Given Clippard’s workload, how long can he keep it going?

VIERA, Fla. - The Nationals head back to the Orlando area today to face the Braves for the second time in three days. Only this time, they do so at night.

The two National League East rivals are scheduled to square off at 6:05 p.m. tonight, although heavy rain is in the forecast for today. We’ll have to see whether that affects Jordan Zimmermann’s second scheduled start of spring.

Ross Ohlendorf is set to follow Zimmermann to the mound and make his first spring training appearance today after dealing with tightness in his side and having one of the fingers on his throwing hand split open over the first three weeks of camp.

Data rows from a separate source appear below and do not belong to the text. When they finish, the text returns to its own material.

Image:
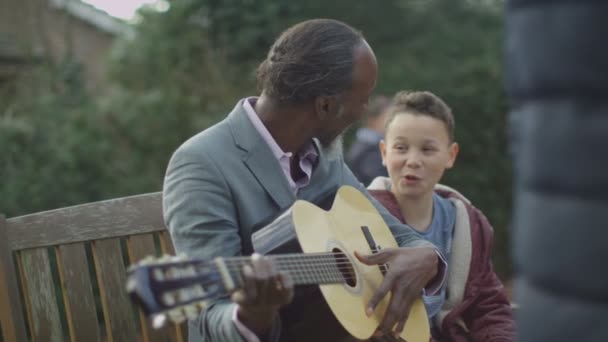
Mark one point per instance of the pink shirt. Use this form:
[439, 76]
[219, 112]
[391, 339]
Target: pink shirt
[307, 157]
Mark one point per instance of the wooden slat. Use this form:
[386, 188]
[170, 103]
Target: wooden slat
[11, 308]
[92, 221]
[45, 324]
[166, 247]
[77, 293]
[117, 309]
[139, 247]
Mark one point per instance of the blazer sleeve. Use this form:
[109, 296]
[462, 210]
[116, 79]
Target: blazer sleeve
[202, 220]
[490, 317]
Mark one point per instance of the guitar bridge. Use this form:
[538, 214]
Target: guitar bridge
[373, 246]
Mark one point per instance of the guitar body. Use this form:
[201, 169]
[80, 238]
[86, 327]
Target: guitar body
[316, 248]
[340, 230]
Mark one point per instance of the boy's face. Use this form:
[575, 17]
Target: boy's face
[416, 151]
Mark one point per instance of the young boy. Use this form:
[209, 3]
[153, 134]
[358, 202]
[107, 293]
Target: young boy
[418, 147]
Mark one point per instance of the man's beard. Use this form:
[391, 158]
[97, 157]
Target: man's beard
[334, 149]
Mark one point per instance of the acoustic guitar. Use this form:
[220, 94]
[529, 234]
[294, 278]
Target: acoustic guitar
[180, 287]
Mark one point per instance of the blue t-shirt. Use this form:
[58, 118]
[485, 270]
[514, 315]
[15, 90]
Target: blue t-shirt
[440, 233]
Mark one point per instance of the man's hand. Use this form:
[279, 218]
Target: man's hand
[409, 271]
[264, 291]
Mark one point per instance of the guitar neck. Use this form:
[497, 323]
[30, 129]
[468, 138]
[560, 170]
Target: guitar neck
[304, 269]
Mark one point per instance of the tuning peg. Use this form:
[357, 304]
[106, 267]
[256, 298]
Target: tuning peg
[158, 321]
[165, 258]
[147, 260]
[177, 316]
[168, 299]
[191, 312]
[180, 257]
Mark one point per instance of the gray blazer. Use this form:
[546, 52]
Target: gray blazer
[221, 184]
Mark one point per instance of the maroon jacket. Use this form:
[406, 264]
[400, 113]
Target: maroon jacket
[484, 313]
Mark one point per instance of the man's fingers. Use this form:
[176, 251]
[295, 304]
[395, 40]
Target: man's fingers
[249, 284]
[404, 314]
[287, 287]
[393, 313]
[261, 266]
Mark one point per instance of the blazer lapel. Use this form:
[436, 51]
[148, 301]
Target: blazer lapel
[259, 159]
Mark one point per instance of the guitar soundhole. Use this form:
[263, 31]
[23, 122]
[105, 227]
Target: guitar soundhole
[345, 267]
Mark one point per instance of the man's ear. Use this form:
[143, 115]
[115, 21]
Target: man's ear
[382, 147]
[453, 151]
[326, 106]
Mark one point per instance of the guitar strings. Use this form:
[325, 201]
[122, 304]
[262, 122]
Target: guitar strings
[310, 267]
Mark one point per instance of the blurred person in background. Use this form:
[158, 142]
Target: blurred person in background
[363, 157]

It hasn’t been the smoothest of springs for the veteran righty.

Also scheduled to throw today against the Braves are left-handers Xavier Cedeno and Felipe Rivero, and right-handers Blake Treinen, Manny Delcarmen and Aaron Barrett.

clippard-throwing-hard-white-sidebar.jpgYesterday marked reliever Tyler Clippard’s first spring training appearance this year, and he worked a scoreless inning, pitching around a groundball double to start the frame.

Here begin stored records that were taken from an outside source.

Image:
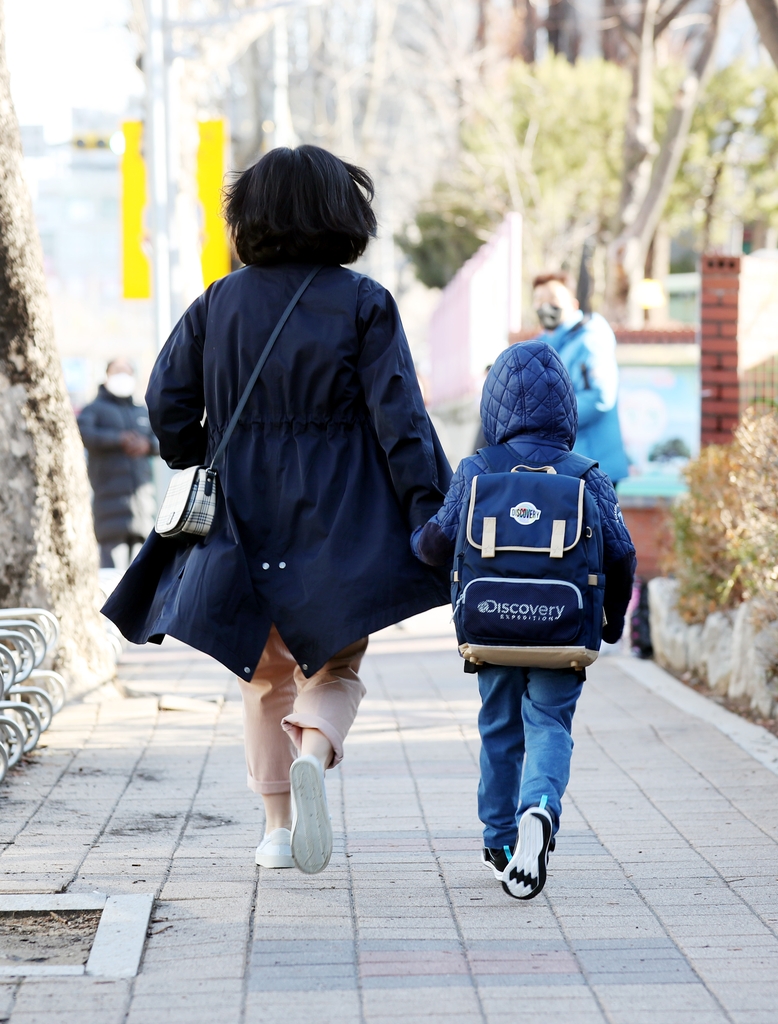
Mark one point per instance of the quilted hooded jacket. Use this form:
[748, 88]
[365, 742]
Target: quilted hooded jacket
[528, 403]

We won’t see a ton of Clippard this spring, as he’s told pitching coach Steve McCatty and manager Matt Williams that he only feels he needs about 10 innings during Grapefruit League action in order to be ready for the start of the season. Clippard is expected to be given a heavy workload again this season as the Nats’ versatile, dependable set-up man, and neither he nor the Nationals feel that it’s necessary to have him expend too much energy in spring training when the games don’t matter.

The question that always seems to get brought up when people talk about Clippard and his regular season usage is how much longer he can continue to handle the type of innings that he has the last four years.

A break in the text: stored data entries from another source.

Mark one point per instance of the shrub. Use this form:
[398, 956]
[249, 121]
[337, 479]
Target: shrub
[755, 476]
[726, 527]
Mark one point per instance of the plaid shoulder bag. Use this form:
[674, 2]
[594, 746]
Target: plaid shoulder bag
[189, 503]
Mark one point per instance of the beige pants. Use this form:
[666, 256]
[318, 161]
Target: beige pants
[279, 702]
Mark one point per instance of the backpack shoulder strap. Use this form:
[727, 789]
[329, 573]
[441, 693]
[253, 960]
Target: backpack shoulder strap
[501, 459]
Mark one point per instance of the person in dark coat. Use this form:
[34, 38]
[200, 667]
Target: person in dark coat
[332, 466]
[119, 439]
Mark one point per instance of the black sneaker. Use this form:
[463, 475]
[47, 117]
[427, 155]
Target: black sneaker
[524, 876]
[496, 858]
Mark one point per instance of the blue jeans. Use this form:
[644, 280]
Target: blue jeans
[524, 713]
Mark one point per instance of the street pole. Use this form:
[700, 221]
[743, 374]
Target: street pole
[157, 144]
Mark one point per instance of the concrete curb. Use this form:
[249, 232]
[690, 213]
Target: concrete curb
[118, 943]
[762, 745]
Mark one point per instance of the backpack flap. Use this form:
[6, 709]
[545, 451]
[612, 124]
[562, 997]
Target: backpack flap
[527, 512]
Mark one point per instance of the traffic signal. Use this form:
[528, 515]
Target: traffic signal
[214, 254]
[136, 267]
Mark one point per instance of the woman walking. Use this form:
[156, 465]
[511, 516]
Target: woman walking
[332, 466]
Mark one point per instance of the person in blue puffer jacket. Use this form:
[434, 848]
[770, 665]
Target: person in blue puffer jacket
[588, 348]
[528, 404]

Since 2010, Clippard has appeared in a whopping 296 games for the Nationals, second-most of any pitcher in the majors in that span behind only the Rockies’ Matt Belisle. When it comes to innings pitched among relievers over the last four seasons, Clippard tops the list, throwing 323 innings. Outside of Belisle (who has worked 317 innings since 2010), no other reliever is within 43 total innings of Clippard in that four-year period.

Clippard has remained remarkably effective during this span, even as the innings have added up. He’s averaged a 2.73 ERA the last four seasons, striking out 10.4 batters per nine innings and putting up a 3.11-to-1 strikeout to walk ratio. Last season, Clippard allowed just 37 hits in 71 innings of work, a truly remarkable statistic.

But here’s that question again: how much longer can this continue, given the toll that all this work must put on Clippard’s right arm?

Clippard said after yesterday’s spring debut that his arm actually feels better than it has at this point in the year in a long time. He stays in great shape during the offseason and says he’s learned how to cater his workout plan to avoid things that might irritate his arm.

The workload hasn’t negatively affected Clippard to this point, although he’s aware that won’t always be the case.

“I know that I’m not going to be able to do it forever,” Clippard said. “That’s just the nature of the game, but I feel like I work pretty hard in the offseason to maintain what I’ve done in the past. I know what’s expected of me, and I want to be able to do that year in and year out. Because there’s nothing better than giving the team what they expect from you each and every year.

“Basically (it’s) consistency, and that’s what I try hard to give the Nationals. That’s what the offseason’s for, and continue to work hard during the year so I can maintain that.”

It could certainly be argued that Clippard is one of the more valuable members of the Nationals’ roster. He’s had minor blips along the way over the last four seasons, as any player does, but has remained remarkably consistent and has served as a valuable bridge to the ninth inning, holding tight leads or keeping the Nats in close games. His ability to close games, as well, gives Williams a nice fallback option should Rafael Soriano falter or suffer an injury.

The Nats need Clippard to stay healthy and effective, and so far, he’s shown no signs of slowing down. He and the Nats certainly hope that continues for a while.